Jim the 256 has liners the 233 in the early 5600 do not show any


----------



## Tx Jim (Jun 30, 2014)

Thanks for explanation. I have a difficult time deciphering parts descriptions in Ford/NH parts catalogs. I wonder why my 6700 required a crate engine due cavitation hole in cylinder wall because it's listed to have 256 cid or 268 cid engine?


----------



## seventyfourci (May 13, 2014)

Were you running a coolant conditioner and is that cavitation or electrolysis?


----------



## Tx Jim (Jun 30, 2014)

Engine was replaced before I purchased the 6700


----------



## seventyfourci (May 13, 2014)

Are you running a coolant conditioner at this time? If not I would look into one might save you a short block.


----------



## Ox76 (Oct 22, 2018)

Make sure you dip check your coolant every year with coolant testing strips to keep up on the conditioner required. This will keep any future cavitation problems at bay.


----------



## Tx Jim (Jun 30, 2014)

Checking coolant condition is very important. I put Cool-Gard in my tractors cooling systems


----------



## danwi (Mar 6, 2015)

Tough call on 12,000 hour tractor, what condition the rest of the tractor is in with that many hour?. I would guess possibly broken rings, head needs work, crank would need to be checked. How much are you willing to spend 1 2 3 4 5 $10,000? Might have 4 to 5 if you do the work maybe close to 10 if someone else does it all? Also would do the clutch if it hasn't been done recently while apart.


----------



## seventyfourci (May 13, 2014)

The tractor is sound which a sound tractor can always jump up and bite you on the ass hell a new tractor just out of warranty can jump up and bite you on the ass. I am not going to buy a new tractor and buying one I know nothing about does not appeal to me so I am going to rebuild the one I have made friends with. The new flywheel and clutch kit is already in the shop along with a oem hydraulic pump and a seal kit for the steering column. I will do all the work myself. I dont care for the dealer closest to me which is a 100 miles next one about 175 miles and not much better than the closest one. I have built blown alcohol engines, small and big block chevys and fords, hot rod 2 stroke dirt bike and atv motors, Polaris watercraft 2 stroke motors, detroit motors, and the list goes on as long as I can get a service manual with spec sheets they are just nuts and bolts. However I have not built any ford tractor engines. I am hoping any potential pitfalls can be avoided communicating with other hay makers and of course a oem service manual. The 5600 is a tractor that is mechanic friendly and parts are available however they seem to be going up every day. My biggest problem will be finding a warm body to help me split it and finding a local machine shop to do the machine work that is qualified.


----------



## danwi (Mar 6, 2015)

Sounds like you know what you are in for. I do agree About putting money in something you already know verses the unknown. And I also agree with keeping this old stuff going when diagnostics and electrical stuff cost so much and can be a pita. Doing your own work is the deal breaker that's why I said $10,000 if you you took it to a shop and have them do all the work. Sounds you you just need to talk with someone that knows those engines. Good luck


----------



## seventyfourci (May 13, 2014)

Danwi That is what I need but have not found him yet and Thank you.


----------



## HayMike (Mar 22, 2011)

22 years ago, my 4600 holed a cylinder wall, local machine shop bored, installed liners. Still working very well. Only help needed is to lift engine after split, otherwise 1 man job.


----------



## the farmer 3 (Jul 12, 2021)

we had a new engine put in our 5600 about 25 ye a r s ago 

im not sure what size they put in it but it is bigger than the old one

might be a 7600 now


----------



## chevytaHOE5674 (Mar 14, 2015)

Not sure what parts books you guys are looking at but all the ford 3,4 and 6 cylinder diesels thru the years are parent bore motors. They never left the factory with sleeves.
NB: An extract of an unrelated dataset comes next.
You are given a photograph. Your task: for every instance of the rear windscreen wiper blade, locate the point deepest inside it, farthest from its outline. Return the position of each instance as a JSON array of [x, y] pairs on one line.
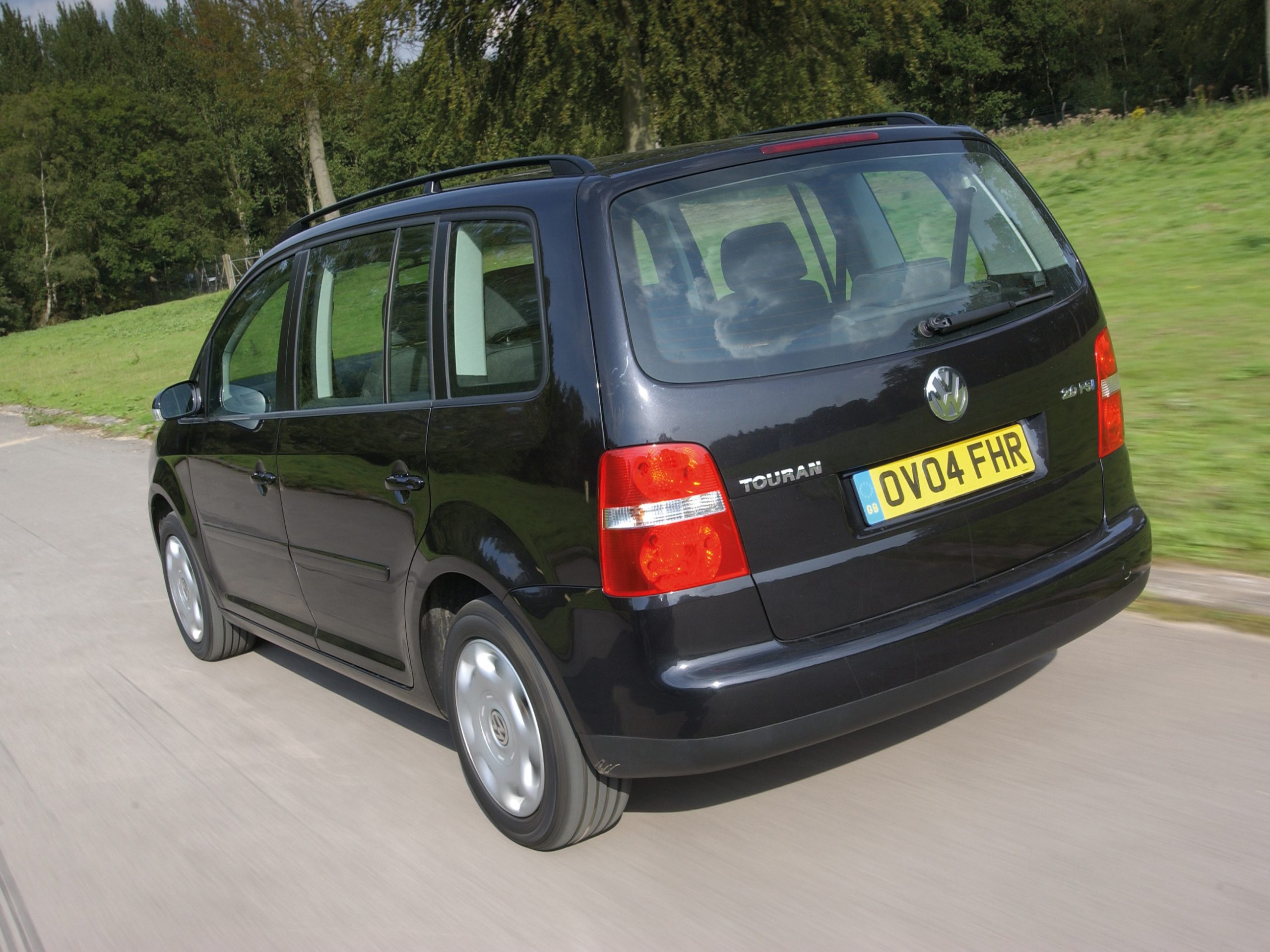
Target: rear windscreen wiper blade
[[949, 323]]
Its possible to bore out a 233 and put oversize pistons and rings in it... But all these motors are known to suffer cavitation issues and pinhole. I never ever ever overbore as I want as much Iron in there as possible.

If the bores are wore (at 12k hours I'd bet they are) I would get a good machinest to bore the block out and press in the thickest wall sleeve the Mahle catalog has. Then bore out the sleeve to factory dimension and run factory size pistons and rings.
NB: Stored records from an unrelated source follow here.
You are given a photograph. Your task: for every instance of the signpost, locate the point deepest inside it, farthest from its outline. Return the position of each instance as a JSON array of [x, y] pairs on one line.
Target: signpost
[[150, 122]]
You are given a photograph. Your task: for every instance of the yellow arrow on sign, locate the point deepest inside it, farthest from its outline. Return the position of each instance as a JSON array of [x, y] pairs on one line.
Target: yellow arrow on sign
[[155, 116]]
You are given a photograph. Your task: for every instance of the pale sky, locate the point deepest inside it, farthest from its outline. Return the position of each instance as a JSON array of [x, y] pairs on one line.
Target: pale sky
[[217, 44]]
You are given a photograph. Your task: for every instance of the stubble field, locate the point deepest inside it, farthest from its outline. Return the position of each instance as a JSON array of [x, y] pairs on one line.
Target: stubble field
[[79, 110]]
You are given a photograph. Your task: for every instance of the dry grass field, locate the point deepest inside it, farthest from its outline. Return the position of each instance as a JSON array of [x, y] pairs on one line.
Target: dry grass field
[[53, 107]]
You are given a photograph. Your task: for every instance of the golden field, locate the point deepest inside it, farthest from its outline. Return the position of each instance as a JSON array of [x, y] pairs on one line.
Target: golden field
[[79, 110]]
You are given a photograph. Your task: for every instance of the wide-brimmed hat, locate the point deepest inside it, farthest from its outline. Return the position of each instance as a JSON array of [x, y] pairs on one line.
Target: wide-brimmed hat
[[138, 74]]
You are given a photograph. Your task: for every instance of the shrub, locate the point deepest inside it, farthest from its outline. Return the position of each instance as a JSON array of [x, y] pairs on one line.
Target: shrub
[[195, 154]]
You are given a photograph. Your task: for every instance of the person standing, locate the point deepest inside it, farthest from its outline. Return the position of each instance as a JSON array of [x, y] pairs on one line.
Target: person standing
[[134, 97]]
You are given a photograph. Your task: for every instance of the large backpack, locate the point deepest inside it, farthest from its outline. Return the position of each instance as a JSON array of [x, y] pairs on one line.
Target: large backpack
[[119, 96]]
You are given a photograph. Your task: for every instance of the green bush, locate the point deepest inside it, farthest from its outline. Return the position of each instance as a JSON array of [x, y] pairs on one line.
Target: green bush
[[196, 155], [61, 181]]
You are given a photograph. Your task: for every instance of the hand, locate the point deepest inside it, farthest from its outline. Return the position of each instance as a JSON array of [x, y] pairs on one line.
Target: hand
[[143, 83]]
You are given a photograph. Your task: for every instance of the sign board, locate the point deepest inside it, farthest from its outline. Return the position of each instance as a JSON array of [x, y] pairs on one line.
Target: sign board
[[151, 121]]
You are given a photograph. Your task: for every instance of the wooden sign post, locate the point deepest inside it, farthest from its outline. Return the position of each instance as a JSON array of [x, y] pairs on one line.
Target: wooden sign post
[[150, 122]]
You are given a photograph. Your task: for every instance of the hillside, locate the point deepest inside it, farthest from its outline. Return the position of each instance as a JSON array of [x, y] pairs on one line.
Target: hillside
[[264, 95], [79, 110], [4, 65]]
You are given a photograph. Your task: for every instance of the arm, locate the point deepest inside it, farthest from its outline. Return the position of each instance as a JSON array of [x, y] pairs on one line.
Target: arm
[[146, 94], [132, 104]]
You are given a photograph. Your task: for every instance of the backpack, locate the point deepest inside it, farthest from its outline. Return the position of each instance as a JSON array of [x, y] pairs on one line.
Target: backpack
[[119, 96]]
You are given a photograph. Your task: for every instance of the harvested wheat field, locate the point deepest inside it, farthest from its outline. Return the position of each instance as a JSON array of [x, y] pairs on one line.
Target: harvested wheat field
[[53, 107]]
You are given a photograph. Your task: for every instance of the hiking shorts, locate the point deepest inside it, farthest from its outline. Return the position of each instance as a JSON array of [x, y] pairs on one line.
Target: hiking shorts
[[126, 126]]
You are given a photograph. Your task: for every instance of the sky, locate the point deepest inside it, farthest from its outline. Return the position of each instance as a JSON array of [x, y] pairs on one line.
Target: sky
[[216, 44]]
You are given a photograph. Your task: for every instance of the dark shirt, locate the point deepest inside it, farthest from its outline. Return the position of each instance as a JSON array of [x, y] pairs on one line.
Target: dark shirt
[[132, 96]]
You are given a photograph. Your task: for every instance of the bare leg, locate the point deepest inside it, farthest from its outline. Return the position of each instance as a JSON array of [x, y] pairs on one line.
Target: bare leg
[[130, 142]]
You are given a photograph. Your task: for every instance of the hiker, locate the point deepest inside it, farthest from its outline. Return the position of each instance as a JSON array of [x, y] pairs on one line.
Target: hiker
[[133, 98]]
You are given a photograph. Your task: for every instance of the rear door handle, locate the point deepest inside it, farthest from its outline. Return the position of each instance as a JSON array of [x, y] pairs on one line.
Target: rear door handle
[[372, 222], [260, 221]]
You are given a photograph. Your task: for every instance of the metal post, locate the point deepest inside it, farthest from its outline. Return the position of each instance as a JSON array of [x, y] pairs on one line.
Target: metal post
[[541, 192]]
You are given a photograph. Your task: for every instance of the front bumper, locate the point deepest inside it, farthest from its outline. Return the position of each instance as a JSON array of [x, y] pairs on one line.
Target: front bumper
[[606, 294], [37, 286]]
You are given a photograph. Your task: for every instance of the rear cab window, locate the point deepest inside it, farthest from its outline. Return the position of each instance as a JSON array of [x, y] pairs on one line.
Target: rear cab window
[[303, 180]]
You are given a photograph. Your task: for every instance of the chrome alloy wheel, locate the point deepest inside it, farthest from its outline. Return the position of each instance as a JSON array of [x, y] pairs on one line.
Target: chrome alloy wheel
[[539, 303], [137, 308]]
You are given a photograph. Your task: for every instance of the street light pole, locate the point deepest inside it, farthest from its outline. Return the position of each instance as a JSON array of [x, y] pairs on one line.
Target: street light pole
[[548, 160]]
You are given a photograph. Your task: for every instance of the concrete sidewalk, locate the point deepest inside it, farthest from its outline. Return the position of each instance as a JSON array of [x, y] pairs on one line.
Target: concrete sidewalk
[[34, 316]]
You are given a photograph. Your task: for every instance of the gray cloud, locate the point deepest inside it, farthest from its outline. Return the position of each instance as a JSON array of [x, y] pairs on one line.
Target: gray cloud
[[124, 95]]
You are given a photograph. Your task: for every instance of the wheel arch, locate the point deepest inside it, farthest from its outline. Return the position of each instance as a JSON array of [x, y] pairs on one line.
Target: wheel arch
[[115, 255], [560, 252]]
The "kits" that are sold with finished liners are garbage.


----------



## seventyfourci (May 13, 2014)

I could not find any parts in the Mahle catalog for a 5600 ford engine or sleeves of any kind.


----------



## Tx Jim (Jun 30, 2014)

Item 21A is referred to as a sleeve & resembles a sleeve in Ford 5600 parts catalog. Parts description states after 10/01/1980


----------



## chevytaHOE5674 (Mar 14, 2015)

The sleeves you need are not engine specific your machine shop will order them by the size they bore the block out to and the size the stock bores need to be. 

I've rebuild probably 25 ford diesels thru the years with either Mahle sleeves or had the machine shop make sleeves.

Any sleeve/liner that you find in a catalog for a ford diesel is most likely junk. Some are designed to go in the stock bores and are paper thin junk.


----------



## chevytaHOE5674 (Mar 14, 2015)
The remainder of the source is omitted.